Eventually, he landed in the best engineering college in the India, where the mostly well-to-do students would hold conversations about celebrities and places that he had never heard. Not understand the context anyway, he would study, study, study.

Elumala's quest is that no one should be hungry, and has since that childhood, and those school years, started companies and foundations to combat hunger, from which, he clearly believes, NO ONE should suffer.
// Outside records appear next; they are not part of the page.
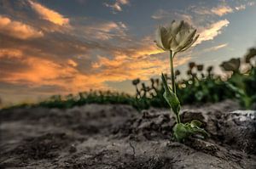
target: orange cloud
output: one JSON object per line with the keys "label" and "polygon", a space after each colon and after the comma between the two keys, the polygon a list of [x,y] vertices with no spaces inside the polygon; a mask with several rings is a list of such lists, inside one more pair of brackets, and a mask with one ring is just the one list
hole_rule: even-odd
{"label": "orange cloud", "polygon": [[19,21],[0,15],[0,33],[20,39],[41,37],[42,31]]}
{"label": "orange cloud", "polygon": [[113,4],[108,4],[108,3],[104,3],[106,7],[112,8],[113,9],[113,13],[115,14],[114,11],[122,11],[122,5],[127,5],[129,4],[129,0],[116,0],[116,2]]}
{"label": "orange cloud", "polygon": [[122,22],[108,21],[102,23],[90,24],[82,27],[83,32],[87,37],[100,40],[108,40],[115,37],[126,37],[126,25]]}
{"label": "orange cloud", "polygon": [[61,14],[49,9],[34,1],[29,1],[29,3],[32,9],[34,9],[43,20],[46,20],[59,25],[68,25],[69,20],[62,16]]}
{"label": "orange cloud", "polygon": [[0,59],[20,59],[23,55],[23,53],[20,50],[15,48],[6,49],[0,48]]}
{"label": "orange cloud", "polygon": [[[104,81],[121,82],[137,77],[148,80],[153,76],[160,75],[163,70],[169,70],[167,54],[166,54],[165,59],[160,59],[158,56],[152,56],[160,53],[163,51],[149,46],[137,48],[136,52],[131,53],[131,56],[125,54],[116,54],[113,59],[99,56],[98,61],[94,63],[92,67],[101,70],[97,76]],[[176,57],[174,66],[183,65],[190,59],[190,56]]]}
{"label": "orange cloud", "polygon": [[76,67],[78,65],[78,64],[75,61],[73,61],[73,59],[68,59],[67,64],[73,67]]}
{"label": "orange cloud", "polygon": [[222,16],[226,14],[232,13],[233,9],[229,6],[222,6],[221,5],[221,6],[212,8],[211,11],[218,16]]}
{"label": "orange cloud", "polygon": [[215,37],[221,34],[221,29],[224,26],[228,26],[230,21],[227,20],[219,20],[216,23],[212,24],[207,28],[204,28],[201,31],[198,40],[194,43],[194,46],[200,44],[203,41],[212,40]]}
This quote stuck: "If my mother's sacrifice only helps me, I am selfish."

In the subsequent question and answer sessions, he said he hopes to become the education minister in his state in India, and through education, teach young students to feed themselves.

Spencer West - Motivational Speaker for Me to We Foundation

"Imagine if you woke everyday believing you could make a difference in the world." It's humbling coming from Spencer West, who climbed Mt. Kilimanjaro on his hands.

"I've been given these obstacles to show others how they can overcome theirs." He BELIEVES that.

In the Q&A that followed he talked about bullying in his school. Looking back on the bullying, which took place in a time when the subject was not widely discussed, "he's only angry that he never said anything." There needs to be a safe space for people to go to because this is not OK. "A community that excludes one of its members is no community at all."

Spencer's session was far too amazing to recap effectively. If you'd like to follow up with him and his work, go to 

He's currently working to bring clean water to 100,000 people "for life."